The tax rate on the rich is the lowest it has been in half a century, the president said, adding that the wealthy certainly could — and most would — pay more. As well, Obama called for simplifying the tax code to make if fair “so that the amount of taxes you pay isn’t determined by what kind of accountant you can afford.”

The president decried the costly Bush tax cuts that last year he agreed to extend. He said he did so because it was the only way he could prevent a tax increase on the middle class and vowed not to do it again. Republicans disgracefully refused to extend tax breaks for the middle class without an extension of the Bush tax cuts for the wealthy.

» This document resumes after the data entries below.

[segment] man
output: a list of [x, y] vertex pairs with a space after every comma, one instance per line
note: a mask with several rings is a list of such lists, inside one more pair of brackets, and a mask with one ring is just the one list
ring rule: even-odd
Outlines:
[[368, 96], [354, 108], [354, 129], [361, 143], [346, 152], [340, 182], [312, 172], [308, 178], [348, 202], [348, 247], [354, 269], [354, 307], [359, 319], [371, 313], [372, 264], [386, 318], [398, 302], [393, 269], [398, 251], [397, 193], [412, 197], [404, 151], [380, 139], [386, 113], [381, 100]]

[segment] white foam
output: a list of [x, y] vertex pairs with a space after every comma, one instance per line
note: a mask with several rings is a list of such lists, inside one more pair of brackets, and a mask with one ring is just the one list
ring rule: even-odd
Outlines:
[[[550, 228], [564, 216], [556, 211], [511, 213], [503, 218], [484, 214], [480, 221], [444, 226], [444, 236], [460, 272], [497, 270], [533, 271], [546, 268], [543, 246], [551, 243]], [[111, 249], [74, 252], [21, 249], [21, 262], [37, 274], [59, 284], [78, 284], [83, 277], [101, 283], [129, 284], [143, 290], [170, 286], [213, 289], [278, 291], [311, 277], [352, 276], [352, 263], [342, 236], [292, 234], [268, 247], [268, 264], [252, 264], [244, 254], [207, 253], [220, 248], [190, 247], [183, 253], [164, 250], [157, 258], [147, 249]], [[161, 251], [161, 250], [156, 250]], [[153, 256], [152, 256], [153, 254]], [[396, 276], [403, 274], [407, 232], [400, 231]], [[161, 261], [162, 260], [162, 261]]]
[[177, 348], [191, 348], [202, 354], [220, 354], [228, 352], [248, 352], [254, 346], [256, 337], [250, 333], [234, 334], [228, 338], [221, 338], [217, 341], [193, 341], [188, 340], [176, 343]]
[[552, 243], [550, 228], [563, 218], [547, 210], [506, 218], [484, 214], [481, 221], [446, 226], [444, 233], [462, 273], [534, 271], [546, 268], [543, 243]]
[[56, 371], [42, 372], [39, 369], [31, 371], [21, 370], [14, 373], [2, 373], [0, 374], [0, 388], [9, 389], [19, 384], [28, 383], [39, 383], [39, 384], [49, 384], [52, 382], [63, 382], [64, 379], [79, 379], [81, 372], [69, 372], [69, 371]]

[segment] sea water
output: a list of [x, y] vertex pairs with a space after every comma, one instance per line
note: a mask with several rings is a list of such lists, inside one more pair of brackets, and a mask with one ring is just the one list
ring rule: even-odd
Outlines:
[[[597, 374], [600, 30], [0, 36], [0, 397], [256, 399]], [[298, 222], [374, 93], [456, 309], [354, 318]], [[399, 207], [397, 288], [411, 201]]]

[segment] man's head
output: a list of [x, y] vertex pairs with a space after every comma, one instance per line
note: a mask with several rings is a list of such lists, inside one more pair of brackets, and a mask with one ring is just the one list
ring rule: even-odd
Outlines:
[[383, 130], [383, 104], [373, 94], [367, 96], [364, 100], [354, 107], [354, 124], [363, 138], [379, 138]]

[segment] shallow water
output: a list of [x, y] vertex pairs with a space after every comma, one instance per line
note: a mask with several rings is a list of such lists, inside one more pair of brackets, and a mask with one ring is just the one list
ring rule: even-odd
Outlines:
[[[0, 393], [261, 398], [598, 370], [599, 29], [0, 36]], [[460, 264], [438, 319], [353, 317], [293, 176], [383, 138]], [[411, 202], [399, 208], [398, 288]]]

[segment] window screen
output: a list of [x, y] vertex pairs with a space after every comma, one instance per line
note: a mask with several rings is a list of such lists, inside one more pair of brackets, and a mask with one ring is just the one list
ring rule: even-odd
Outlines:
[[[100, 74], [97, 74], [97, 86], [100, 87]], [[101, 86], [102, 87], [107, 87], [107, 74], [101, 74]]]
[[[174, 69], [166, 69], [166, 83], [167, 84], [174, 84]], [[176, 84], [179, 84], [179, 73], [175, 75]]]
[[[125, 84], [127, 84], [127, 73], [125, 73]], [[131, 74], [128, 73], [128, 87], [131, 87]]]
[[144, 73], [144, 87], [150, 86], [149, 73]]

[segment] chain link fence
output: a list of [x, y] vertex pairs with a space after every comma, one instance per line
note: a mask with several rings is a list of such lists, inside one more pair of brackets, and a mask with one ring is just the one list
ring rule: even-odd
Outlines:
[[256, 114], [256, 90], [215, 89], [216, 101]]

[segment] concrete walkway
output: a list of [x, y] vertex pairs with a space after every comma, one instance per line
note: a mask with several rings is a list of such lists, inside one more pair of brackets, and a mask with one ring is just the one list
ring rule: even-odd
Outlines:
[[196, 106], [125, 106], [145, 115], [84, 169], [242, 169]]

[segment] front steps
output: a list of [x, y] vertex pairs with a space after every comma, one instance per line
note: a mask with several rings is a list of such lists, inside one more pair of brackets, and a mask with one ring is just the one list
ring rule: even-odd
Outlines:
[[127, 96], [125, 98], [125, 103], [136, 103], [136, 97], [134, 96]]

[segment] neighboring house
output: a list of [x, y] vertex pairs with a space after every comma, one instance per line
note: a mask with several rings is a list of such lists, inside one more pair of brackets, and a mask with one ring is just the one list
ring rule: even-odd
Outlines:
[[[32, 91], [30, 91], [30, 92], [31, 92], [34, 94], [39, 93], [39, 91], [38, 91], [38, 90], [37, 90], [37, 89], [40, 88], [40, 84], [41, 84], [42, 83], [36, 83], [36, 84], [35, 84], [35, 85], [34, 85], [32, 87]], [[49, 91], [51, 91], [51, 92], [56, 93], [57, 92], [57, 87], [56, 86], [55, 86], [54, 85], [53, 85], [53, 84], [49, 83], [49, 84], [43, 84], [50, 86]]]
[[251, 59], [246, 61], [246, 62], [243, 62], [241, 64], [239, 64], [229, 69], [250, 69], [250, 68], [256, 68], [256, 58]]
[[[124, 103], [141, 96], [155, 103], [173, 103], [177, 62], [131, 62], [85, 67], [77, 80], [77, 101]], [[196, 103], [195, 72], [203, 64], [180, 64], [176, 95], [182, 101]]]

The Republicans’ allegiance to the rich, not to mention their demands that the president acquiesce to their desires, will be troublesome in the debate over the deficit. Rep. Paul Ryan, chairman of the House Budget Committee, has taken the lead for the Republicans on the issue with the budget plan he issued last week. He complained that the president’s plan was “excessively partisan, dramatically inaccurate, and hopelessly inadequate.” He should know — that description fits his plan.

The two proposals couldn’t be more different. Ryan’s plan puts the burden of cutting the deficit on the poor and middle class while benefiting the rich. As the president noted, it would give the wealthiest Americans a tax break of more than $200,000 a year and, at the same time, increase seniors’ Medicare costs by more than $6,000 a year.

Republican leaders in Congress defended tax breaks for the wealthy — the “job-creators” — as necessary for the economy. But trickle-down economics doesn’t work. It’s galling that they would revive failed policies and call themselves fiscally responsible. But they have been disingenuous throughout the debate.

For example, Republicans have tried to hang the blame for the deficit on Obama and the Democrats. However, the budget surplus George W. Bush inherited from Bill Clinton quickly evaporated after Bush launched two wars and offered lucrative tax cuts for the rich — without paying for them. That sent the deficit skyrocketing. Now, the interest payments on the money the country has borrowed threaten to eat up the budget.

The nation doesn’t need any more of the Republicans’ foolish ideology. It needs a serious debate and a balanced approach on the deficit, and Obama opened the way to that with his plan.